Financial Daily from THE HINDU group of publications
Tuesday, Oct 29, 2002
Food & Dairy Products
Columns - Microscope
Corporate - Performance
Britannia performs better than the numbers suggest
WITH net sales slumping by five per cent and net profits inching up by a mere 3.6 per cent, Britannia Industries' financials for the quarter ended September 2002 may appear lacklustre.
But the numbers are actually better than they appear. The net sales growth has been impacted by the transfer of the dairy business to a new joint venture in March 2002. As a result the contribution from this business, which was available in the September 2001 quarter has not been available in the latest quarter.
On its continuing businesses alone, Britannia Industries has managed a seven per cent growth in net sales. This is not a very impressive number; but is not much lower than the nine per cent sales growth managed by Britannia in 2001-02.
Similarly, net profit growth has been trimmed to 3.6 per cent mainly by exceptional items. Last year, Britannia made exceptional gains from the reversal of prior years' liabilities. As a result, while exceptional income contributed Rs 7.30 crore to Britannia's net profits in the September 2001 quarter, it has contributed a lower Rs 2.80 crore in the September 2002 quarter. If one weeds out exceptional items, the company's profits before taxes have grown by a reasonable 18 per cent and post tax profits by 17 per cent.
The reduction of equity base due to the buyback of shares has helped magnify the impact of profit growth on the per share earnings. Between the September 2001 and September 2002 quarters, Britannia's per share earnings have jumped by 31.8 per cent.
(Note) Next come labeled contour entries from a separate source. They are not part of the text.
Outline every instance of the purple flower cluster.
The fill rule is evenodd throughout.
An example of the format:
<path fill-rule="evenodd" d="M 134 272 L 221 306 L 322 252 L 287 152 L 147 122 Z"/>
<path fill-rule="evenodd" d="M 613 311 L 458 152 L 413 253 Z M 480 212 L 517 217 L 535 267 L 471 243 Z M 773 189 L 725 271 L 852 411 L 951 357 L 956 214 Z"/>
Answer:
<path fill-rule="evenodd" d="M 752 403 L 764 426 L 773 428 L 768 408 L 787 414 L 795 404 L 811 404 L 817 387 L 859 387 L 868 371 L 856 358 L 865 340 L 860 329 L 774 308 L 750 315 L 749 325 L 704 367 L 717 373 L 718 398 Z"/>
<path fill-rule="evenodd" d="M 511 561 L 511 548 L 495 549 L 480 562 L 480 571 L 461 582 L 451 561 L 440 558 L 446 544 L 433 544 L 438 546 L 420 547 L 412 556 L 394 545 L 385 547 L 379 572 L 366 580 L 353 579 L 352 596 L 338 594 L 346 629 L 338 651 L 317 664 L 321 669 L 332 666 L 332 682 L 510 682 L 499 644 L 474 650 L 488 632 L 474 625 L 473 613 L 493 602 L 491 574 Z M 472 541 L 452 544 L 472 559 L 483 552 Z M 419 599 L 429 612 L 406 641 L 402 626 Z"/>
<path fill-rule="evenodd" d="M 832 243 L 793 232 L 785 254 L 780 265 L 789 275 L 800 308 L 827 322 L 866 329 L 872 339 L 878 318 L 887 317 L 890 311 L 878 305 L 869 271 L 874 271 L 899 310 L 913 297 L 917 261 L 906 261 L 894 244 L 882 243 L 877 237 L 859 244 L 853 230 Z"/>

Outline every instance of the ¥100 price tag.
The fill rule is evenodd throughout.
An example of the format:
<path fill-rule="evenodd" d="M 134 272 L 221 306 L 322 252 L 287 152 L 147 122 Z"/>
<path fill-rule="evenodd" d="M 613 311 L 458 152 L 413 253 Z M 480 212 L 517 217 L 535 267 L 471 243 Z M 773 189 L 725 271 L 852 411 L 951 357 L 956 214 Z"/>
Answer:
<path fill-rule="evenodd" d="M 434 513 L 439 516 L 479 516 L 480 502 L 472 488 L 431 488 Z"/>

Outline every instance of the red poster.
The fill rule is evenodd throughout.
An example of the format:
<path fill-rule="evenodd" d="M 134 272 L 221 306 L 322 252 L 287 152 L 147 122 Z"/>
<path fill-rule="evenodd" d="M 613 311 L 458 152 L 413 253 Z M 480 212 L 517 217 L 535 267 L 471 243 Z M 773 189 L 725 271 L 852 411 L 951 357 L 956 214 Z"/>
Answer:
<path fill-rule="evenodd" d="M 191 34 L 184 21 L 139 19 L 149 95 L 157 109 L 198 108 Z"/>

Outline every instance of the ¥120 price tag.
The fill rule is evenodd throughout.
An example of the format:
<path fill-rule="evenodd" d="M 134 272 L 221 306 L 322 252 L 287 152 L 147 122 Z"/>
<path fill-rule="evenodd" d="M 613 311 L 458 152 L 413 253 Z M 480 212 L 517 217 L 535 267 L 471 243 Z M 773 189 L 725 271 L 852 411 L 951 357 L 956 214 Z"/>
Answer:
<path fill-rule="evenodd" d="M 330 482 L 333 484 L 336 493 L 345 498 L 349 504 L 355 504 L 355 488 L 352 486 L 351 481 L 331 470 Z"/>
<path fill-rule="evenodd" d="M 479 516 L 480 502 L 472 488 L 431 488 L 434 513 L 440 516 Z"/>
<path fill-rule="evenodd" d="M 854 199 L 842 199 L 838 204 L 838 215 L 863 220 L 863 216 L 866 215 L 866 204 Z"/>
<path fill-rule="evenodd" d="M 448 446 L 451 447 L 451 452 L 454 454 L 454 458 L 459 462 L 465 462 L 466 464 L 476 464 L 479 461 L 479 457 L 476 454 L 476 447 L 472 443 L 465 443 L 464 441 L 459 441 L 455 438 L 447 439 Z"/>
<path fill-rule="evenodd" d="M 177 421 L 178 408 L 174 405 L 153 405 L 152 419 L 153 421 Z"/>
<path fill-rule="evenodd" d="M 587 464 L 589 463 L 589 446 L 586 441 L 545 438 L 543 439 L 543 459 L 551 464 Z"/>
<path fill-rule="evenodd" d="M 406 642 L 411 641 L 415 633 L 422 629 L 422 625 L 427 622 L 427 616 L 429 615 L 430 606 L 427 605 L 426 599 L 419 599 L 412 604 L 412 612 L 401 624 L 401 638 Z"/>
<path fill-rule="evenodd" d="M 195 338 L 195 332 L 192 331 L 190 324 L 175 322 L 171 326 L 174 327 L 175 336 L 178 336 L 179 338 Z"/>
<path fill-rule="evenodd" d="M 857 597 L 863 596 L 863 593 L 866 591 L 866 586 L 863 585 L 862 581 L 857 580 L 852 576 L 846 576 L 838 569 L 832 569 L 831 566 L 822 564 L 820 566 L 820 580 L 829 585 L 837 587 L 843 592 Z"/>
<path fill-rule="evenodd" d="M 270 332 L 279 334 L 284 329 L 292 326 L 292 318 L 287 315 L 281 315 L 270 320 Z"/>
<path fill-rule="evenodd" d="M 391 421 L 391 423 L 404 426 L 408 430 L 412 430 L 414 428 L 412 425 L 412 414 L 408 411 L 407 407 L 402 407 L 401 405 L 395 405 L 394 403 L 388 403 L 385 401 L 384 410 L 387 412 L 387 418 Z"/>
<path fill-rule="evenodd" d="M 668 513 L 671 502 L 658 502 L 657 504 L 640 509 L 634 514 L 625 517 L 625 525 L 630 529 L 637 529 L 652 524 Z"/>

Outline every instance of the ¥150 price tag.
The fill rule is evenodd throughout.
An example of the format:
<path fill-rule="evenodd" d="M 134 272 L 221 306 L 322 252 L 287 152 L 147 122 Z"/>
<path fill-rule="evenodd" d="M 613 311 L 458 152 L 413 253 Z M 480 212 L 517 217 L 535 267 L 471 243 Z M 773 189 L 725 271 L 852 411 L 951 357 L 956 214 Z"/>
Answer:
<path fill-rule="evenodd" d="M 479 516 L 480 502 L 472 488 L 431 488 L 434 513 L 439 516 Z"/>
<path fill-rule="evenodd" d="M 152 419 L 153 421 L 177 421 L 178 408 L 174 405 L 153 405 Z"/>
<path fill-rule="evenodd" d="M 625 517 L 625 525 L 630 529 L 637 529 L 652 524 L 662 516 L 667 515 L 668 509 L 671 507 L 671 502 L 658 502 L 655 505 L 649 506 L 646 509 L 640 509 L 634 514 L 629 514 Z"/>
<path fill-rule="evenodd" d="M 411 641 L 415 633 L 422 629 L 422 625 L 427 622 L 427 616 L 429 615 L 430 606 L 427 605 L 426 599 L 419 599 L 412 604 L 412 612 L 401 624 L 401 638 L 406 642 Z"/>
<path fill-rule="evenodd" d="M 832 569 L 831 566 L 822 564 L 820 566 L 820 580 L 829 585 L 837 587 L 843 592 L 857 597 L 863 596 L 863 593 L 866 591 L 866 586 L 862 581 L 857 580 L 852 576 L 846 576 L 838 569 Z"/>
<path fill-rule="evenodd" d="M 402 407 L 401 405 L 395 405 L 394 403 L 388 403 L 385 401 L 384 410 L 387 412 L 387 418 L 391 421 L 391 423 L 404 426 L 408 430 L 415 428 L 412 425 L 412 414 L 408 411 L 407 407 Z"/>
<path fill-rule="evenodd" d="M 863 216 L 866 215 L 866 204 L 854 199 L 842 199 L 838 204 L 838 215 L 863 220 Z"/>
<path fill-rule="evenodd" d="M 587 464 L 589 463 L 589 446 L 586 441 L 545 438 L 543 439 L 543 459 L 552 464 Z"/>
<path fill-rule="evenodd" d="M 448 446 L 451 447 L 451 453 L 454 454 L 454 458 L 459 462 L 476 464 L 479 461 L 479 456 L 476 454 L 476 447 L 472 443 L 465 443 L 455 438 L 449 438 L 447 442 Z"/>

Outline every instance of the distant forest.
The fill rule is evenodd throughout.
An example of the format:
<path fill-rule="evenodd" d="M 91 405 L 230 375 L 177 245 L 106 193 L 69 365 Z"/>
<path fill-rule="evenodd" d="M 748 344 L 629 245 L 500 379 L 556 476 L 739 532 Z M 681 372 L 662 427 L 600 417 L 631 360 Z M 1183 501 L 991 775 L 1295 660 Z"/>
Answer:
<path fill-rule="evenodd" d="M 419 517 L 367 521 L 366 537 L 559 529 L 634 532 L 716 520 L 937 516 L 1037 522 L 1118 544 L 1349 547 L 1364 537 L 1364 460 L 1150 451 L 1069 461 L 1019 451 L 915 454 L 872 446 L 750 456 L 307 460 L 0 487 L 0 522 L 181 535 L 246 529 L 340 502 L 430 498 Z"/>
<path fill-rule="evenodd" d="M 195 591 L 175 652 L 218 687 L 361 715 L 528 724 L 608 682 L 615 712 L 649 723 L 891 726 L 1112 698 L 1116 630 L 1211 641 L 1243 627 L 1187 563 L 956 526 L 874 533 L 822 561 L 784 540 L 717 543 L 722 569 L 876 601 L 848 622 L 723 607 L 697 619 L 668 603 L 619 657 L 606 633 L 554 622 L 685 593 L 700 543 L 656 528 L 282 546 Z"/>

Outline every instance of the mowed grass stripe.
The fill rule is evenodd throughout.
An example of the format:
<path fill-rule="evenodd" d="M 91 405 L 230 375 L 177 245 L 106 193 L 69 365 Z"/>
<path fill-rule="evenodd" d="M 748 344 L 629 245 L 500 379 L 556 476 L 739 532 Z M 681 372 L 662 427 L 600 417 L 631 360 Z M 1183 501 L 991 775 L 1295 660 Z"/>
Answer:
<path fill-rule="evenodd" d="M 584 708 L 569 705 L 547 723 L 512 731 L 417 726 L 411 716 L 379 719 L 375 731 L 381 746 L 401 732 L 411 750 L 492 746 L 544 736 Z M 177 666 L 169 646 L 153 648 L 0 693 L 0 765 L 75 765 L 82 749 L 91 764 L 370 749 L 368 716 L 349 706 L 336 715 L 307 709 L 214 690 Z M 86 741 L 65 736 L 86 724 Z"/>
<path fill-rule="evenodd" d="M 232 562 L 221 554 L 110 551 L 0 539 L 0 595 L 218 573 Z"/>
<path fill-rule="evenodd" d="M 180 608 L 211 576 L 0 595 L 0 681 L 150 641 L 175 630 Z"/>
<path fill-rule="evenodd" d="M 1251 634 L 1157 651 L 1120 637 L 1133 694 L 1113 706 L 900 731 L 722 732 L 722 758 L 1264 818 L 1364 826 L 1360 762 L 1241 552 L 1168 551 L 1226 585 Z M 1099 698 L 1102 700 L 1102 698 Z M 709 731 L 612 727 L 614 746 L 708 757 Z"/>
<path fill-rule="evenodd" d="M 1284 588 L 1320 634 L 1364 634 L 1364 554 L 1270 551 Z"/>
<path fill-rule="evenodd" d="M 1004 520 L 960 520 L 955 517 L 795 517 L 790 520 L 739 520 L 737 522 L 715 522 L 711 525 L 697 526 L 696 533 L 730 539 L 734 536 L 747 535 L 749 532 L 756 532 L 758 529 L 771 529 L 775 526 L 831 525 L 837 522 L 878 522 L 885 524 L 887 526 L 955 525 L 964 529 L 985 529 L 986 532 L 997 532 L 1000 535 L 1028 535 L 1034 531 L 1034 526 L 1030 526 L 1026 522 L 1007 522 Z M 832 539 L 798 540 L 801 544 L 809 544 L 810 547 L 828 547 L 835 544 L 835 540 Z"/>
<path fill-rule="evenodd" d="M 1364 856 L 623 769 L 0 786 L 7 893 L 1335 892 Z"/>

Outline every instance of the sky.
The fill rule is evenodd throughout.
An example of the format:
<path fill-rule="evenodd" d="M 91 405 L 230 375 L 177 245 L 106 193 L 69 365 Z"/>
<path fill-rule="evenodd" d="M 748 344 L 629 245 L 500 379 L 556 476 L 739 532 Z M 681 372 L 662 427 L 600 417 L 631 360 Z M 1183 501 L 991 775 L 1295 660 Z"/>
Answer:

Britannia's operating profit margins for the September 2002 quarter appear to have benefited from savings on procurement costs (the cost of outsourced goods has dropped sharply as a proportion of sales).
Part of the gains in the operating profit margins are also likely to have come from a one-time boost from the divestiture of the loss-making dairy business to the new joint venture with Fonterra of New Zealand.
But while the move may have benefited Britannia in the short term, the transfer of the high potential dairy business has deprived Britannia of some of the long-term growth momentum on its topline.
The company is banking on a stream of high-end new product launches (such as Pure Magic) to push up its topline growth.
But with competitors such as Parle turning increasingly aggressive, the next few quarters may find Britannia on difficult turf.